Treasury Adds Fuel to Short Sales Fire
Short sales are really taking off and the Treasury Department is about to add rocket fuel to this foreclosure alternative.
During 2009, the use of short sales jumped nearly 125%, according to a quarterly report by the Office of the Comptroller of the Currency and Office of Thrift Supervision.
The 12 largest bank and thrift servicers completed 37,600 short sales in the fourth quarter, compared to 16,800 in the fourth quarter in 2008.
In a short sale, the lender or servicer allows the delinquent homeowner that is underwater to sell the property to avoid foreclosure and walk away debt free.
Under Treasury’s Home Affordable Foreclosure Alternative program, servicers, investors and distressed homeowners will be paid incentives for completing short sale or deed-in-lieu transactions. And just before the start, Treasury increased the incentives to give HAFA an extra boost.

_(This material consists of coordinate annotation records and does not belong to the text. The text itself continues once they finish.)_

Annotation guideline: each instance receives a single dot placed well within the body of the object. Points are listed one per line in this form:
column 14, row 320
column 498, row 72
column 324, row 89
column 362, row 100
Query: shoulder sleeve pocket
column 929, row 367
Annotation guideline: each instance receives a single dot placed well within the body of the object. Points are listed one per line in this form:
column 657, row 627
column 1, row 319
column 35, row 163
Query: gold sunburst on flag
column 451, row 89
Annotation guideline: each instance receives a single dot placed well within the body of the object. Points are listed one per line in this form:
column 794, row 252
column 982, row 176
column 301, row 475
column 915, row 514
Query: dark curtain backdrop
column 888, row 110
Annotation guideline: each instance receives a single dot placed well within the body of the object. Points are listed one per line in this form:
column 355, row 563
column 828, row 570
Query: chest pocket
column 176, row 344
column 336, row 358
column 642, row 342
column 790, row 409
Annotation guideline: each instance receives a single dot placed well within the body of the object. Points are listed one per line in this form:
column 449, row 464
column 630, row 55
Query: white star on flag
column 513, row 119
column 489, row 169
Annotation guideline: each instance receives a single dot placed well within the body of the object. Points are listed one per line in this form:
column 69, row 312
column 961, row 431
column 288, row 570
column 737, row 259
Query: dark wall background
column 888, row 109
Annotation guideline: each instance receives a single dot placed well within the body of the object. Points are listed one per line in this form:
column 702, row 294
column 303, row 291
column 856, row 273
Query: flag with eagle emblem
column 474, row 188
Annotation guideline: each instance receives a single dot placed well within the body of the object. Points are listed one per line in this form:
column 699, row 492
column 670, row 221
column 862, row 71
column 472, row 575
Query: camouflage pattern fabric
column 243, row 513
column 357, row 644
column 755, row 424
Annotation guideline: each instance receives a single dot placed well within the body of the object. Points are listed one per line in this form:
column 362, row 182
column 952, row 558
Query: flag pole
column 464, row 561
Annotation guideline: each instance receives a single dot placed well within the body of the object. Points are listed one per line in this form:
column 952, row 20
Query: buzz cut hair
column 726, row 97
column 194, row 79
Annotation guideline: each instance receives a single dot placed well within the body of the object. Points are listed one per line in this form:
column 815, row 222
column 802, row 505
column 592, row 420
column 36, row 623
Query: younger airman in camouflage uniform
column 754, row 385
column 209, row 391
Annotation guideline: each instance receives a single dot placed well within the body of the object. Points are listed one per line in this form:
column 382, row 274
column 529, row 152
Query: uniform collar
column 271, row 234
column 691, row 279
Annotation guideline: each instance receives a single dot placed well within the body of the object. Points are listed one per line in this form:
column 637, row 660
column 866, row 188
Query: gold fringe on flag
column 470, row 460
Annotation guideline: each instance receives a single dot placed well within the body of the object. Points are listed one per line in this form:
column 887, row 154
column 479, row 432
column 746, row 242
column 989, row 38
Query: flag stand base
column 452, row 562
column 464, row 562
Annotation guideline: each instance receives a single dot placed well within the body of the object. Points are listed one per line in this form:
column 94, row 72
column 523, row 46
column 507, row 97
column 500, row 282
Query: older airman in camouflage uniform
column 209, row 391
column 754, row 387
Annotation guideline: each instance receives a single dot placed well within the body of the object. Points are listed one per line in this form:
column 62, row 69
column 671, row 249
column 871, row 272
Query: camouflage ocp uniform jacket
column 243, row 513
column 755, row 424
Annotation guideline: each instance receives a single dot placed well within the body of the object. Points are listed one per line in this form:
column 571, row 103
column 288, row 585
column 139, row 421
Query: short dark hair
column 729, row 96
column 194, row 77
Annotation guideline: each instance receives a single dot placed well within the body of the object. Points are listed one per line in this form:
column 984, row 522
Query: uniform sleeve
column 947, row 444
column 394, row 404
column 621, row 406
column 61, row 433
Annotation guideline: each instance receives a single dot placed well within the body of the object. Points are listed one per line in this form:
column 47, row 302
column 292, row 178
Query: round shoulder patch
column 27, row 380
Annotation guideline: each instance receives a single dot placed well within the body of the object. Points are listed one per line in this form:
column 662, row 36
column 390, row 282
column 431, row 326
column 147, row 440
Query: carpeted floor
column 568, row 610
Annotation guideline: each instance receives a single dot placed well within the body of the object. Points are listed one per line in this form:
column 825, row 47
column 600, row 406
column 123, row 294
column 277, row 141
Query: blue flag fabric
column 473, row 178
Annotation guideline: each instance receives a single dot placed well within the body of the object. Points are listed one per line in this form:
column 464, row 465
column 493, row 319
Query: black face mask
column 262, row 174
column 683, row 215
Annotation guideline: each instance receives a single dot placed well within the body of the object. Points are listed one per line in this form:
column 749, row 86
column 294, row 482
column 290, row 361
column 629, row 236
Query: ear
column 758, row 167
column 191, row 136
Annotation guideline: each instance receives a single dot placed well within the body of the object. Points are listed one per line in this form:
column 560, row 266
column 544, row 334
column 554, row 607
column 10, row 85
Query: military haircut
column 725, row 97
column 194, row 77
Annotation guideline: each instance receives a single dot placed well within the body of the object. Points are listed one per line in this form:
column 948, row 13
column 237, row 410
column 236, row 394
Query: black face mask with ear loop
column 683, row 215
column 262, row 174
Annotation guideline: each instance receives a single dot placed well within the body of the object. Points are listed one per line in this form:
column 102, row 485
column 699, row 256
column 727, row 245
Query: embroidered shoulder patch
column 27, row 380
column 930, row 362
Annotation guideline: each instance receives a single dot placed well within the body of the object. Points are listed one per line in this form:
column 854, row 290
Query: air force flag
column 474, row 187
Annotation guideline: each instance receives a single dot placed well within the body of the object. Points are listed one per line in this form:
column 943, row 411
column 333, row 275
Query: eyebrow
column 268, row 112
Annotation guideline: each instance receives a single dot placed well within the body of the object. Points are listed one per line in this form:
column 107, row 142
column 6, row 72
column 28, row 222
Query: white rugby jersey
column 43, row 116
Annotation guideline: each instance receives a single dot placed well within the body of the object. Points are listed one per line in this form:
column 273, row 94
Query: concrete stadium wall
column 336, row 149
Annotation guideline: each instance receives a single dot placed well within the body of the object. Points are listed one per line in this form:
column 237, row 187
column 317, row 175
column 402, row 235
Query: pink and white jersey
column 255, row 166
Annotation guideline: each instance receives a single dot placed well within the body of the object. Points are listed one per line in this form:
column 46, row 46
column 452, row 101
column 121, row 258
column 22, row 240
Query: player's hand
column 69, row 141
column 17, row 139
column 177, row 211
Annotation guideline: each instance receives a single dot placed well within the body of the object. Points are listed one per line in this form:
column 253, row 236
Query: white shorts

Now servicers can receive a $1,500 incentive payment and the homeowner can receive $3,000.Originally, Treasury proposed to pay the servicer $1,000 and the homeowner $1,500 for relocation costs.
“That $3,000 is going to turn some heads,” said Travis Olsen, chief operating officer of Loan Resolution Corp. “That is going to make it truly worthwhile,” he said, for the borrower to complete a short sale.
LRC, based in Scottsdale, Ariz., specializes in short sales. The COO says business is up dramatically this year. However, he expects short sales will take off like a “rocket” once the HAFA program kicks in. Short sales can be complex and time consuming even with a willing buyer and seller. The mortgage investor or bank is taking a loss and has to agree to the sale. It can take months to reach an agreement on a sale.
The HAFA program is based on a pre-approved sales price before the property goes on the market. And the bank has 10 days to accept or reject a buy offer.
In a pre-approved short sale, it generally takes 30 to 60 days to list and market the property and another to 45 days to close. Olsen said it will be four months before the HAFA program begins to impact the short sale numbers.
Another obstacle to short sales is second liens. To complete a HAFA short sale, subordinate-lien holders have to relinquish their claim so the property can be sold. Treasury has doubled the incentives to pay off the second-lien holder and reimburse the first mortgage investor. Under HAFA, the investor can pay the second-lien holder up to 6% of the loan amount with a $6,000 cap. Treasury will reimburse the investor on a one-for-three match with a $2,000 cap.
Meanwhile, the major banks that are big investors in second liens are coming under pressure from Congress and the banking regulators to facilitate loan modifications. And that pressure could make HAFA payoffs more attractive to these banks.
House Financial Services Committee chairman Barney Frank, D-Mass., has summoned executives from Bank of American, Citigroup, JPMorgan Chase and Wells Fargo to testify before his committee on April 13.
Rep. Frank is concerned the major banks have become the “principal obstacle” to modifying first mortgages because they won’t write down their holdings of second liens and home equity loans. Three of the banks have signed up to participate in Treasury’s fledging second-lien mod program. But it has not shown any results yet. “We will be urging the banks to show full cooperation with this plan,” Rep. Frank said.